Des  » Russes  » à Bruxelles

La nébuleuse loubavitch du Quartier européen, à Bruxelles, fait montre d’un entregent sans égal auprès des institutions européennes.

Créé en 2001 et toujours présidé par un rabbin loubavitch, Gershon Garelik, le Rabbinical Center of Europe (Centre rabbinique d’Europe) refuse néanmoins l’étiquette  » loubavitch « , bien qu’il se place dans le sillage de ce mouvement orthodoxe pour ce qui est de sa mission principale : ramener les juifs vers la pratique religieuse et répandre la  » lumière  » du judaïsme.

Né à la fin du xviiie siècle à Loubavitch, en Biélorussie (d’où le surnom de  » Russes « ), le mouvement loubavitch a été dirigé, de 1951 à 1994, par le très charismatique  » rebbe  » de Brooklyn, Menahem Mendel Schneerson. Pour certains adeptes, il était le Mashiah (Messie). Mais il est resté sans descendance, ce qui pose un problème de leadership car, dans ce courant religieux, le rabbinat est héréditaire.

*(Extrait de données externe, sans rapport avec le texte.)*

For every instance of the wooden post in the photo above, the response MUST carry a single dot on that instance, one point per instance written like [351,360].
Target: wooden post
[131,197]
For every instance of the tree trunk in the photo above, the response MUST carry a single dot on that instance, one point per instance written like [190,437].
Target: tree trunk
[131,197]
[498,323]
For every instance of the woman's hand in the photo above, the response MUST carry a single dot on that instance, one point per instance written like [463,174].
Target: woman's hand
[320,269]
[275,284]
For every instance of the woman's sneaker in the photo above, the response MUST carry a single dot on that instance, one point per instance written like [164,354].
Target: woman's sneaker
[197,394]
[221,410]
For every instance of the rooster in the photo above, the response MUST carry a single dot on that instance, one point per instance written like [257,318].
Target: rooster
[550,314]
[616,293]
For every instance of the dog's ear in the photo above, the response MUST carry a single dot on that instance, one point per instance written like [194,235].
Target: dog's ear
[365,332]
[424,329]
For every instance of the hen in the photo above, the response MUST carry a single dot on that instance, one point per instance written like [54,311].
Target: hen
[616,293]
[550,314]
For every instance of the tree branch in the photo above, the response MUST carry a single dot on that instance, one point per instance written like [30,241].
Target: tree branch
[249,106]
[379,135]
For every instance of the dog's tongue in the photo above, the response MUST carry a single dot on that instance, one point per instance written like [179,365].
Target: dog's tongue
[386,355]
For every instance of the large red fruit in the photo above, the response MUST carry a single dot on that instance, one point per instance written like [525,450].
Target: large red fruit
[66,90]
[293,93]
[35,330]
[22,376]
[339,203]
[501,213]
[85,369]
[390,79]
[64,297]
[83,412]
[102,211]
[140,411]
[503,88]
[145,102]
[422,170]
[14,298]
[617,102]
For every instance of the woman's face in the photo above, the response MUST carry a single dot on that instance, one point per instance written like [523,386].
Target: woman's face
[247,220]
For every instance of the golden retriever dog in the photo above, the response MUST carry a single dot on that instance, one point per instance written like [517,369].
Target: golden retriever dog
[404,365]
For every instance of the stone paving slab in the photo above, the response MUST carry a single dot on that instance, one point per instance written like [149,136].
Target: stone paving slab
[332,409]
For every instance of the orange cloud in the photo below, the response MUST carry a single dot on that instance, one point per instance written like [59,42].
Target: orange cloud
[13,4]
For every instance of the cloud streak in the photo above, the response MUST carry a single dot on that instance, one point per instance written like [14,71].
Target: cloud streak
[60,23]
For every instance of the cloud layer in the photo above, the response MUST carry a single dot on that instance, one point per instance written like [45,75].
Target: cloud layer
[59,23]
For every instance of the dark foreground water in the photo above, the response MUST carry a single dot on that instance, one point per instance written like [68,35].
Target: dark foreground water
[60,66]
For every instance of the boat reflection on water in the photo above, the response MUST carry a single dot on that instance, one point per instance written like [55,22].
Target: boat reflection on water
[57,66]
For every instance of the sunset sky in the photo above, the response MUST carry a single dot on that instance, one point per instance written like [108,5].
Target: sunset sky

Les deux VRP du Centre rabbinique d’Europe sont le rabbin Garelik-fils, Moshe de son prénom, 36 ans, et le rabbin Levi Matusof, 30 ans, également issu d’une lignée de rabbins. Levi Matusof est un as du  » networking « , un pro de la levée de fonds, mais il fuit les journalistes. En moins de huit ans, il s’est rendu indispensable dans les sphères les plus diverses de la société européenne, où son entregent fait merveille.

D’après le mensuel Contact J (janvier 2008), le CRE possède ou loue, à travers l’une de ses sociétés, la European Jewish Building, une demi-douzaine d’immeubles dans le Quartier européen. Ceux-ci abritent notamment une synagogue et une crèche-école traditionaliste fréquentée par une quarantaine d’enfants âgés de quelques mois à 7 ans. S’y trouvent également les locaux d’une vingtaine d’ASBL dédicacées (femmes, seniors, médecins, centre rabbinique, etc.).

Grâce au duo Garelik-Matusof, la culture hassidique d’Europe orientale, qui n’a survécu au génocide nazi qu’à travers ses surgeons israéliens et américains, fait un surprenant retour dans la capitale de l’Europe. Pourtant, ces  » hommes en noir  » (différents par leur tenue et par leur militantisme des orthodoxes d’Anvers) ne  » collent  » pas avec la pratique sécularisée de la plupart des juifs de Belgique. Ils font de l’ombre à des institutions plus classiques, par exemple, la Conférence des rabbins européens, en  » lobbyant  » auprès des institutions européennes.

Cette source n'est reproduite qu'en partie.